Un scénario idéal pour que les incendies, attisés par des vents violents et des températures dépassant les 40 degrés, se propagent avec une extrême facilité, d’autant que la saison sèche est la période des brûlis, cette pratique toujours très courante dans la région, destinéé à regénérer les sols.
Au Paraguay, « les foyers (volontaires ou involontaires), fin septembre et début octobre, ont battu tous les records », a indiqué à l’AFP Eduardo Mingo, de la direction nationale de la Météorologie. Selon les autorités, le nombre d’incendies a connu une hausse de 46% en 2020.
En raison de l’intensité des feux, Asuncion, la capitale du Paraguay, ainsi que plusieurs villes du nord-est de l’Argentine et du sud du Brésil, ont vécu plusieurs jours, voire plusieurs semaines, d’affilées sous d’épaisses fumées.
Sans les précipitations habituelles qui permettent d’inonder les terres, les zones humides ont particulièrement souffert.

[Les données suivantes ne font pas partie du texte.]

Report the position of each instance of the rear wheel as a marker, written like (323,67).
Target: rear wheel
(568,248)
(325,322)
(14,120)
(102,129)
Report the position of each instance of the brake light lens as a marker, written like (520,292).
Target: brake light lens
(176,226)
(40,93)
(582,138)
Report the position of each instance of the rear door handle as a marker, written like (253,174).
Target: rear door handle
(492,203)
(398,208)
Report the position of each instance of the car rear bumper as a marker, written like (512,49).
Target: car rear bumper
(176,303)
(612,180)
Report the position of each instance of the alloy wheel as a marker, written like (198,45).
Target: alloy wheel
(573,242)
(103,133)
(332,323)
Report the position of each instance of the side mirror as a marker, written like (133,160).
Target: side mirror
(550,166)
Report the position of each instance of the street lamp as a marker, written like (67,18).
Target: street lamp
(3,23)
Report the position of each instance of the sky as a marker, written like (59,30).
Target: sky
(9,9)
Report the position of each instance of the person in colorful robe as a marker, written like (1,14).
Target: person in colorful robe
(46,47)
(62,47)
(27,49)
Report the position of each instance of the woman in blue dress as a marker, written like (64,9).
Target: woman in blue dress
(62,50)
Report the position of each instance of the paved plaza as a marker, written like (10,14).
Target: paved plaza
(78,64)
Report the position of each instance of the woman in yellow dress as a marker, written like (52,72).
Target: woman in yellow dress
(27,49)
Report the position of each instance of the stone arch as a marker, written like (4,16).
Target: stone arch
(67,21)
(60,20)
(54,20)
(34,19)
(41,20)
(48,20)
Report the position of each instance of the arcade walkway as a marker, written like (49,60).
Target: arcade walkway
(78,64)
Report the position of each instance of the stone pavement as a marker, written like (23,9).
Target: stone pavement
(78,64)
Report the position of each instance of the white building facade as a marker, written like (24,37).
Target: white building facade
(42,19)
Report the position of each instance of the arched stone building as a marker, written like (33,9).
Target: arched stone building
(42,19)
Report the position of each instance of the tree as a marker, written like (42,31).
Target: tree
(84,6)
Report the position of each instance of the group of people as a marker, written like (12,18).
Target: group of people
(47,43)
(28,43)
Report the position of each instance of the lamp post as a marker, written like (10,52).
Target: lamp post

Au Pantanal brésilien, sanctuaire unique de biodiversité, les images d’arbres calcinés, de caïmans, oiseaux ou serpents carbonisés, ont fait le tour du monde. Un quart de la zone a été dévasté par les flammes entre janvier et septembre, alors que la partie paraguayenne avait déjà été très touchée en 2019.
Dans le delta du Parana, autre vaste zone humide et réservoir de biodiversité, les feux ont frappé dès janvier, avec une intensité sans précédent, transformant au fil des mois des dizaines de milliers d’hectares en « déserts de cendres ».
« Des reptiles sont morts, des oiseaux migrateurs, des petits mammifères, des tortues… » a raconté à l’AFP Cesar Massi, naturaliste dans la province de Santa Fe. « Je me souviens que lors de la précedente sécheresse de 2008, il y a eu des incendies. Mais cette année cela a été plus fort, plus intense, et plus étendu dans le temps », constate-t-il.
Dialogue
Outre la sécheresse et les brûlis incontrôlés, revient comme un leitmotiv dans toutes ces régions la responsabilité des incendies volontaires pour déboiser et étendre l’agriculture, alors que l’agro-négoce est pour ces pays une source incomparable d’entrée de devises.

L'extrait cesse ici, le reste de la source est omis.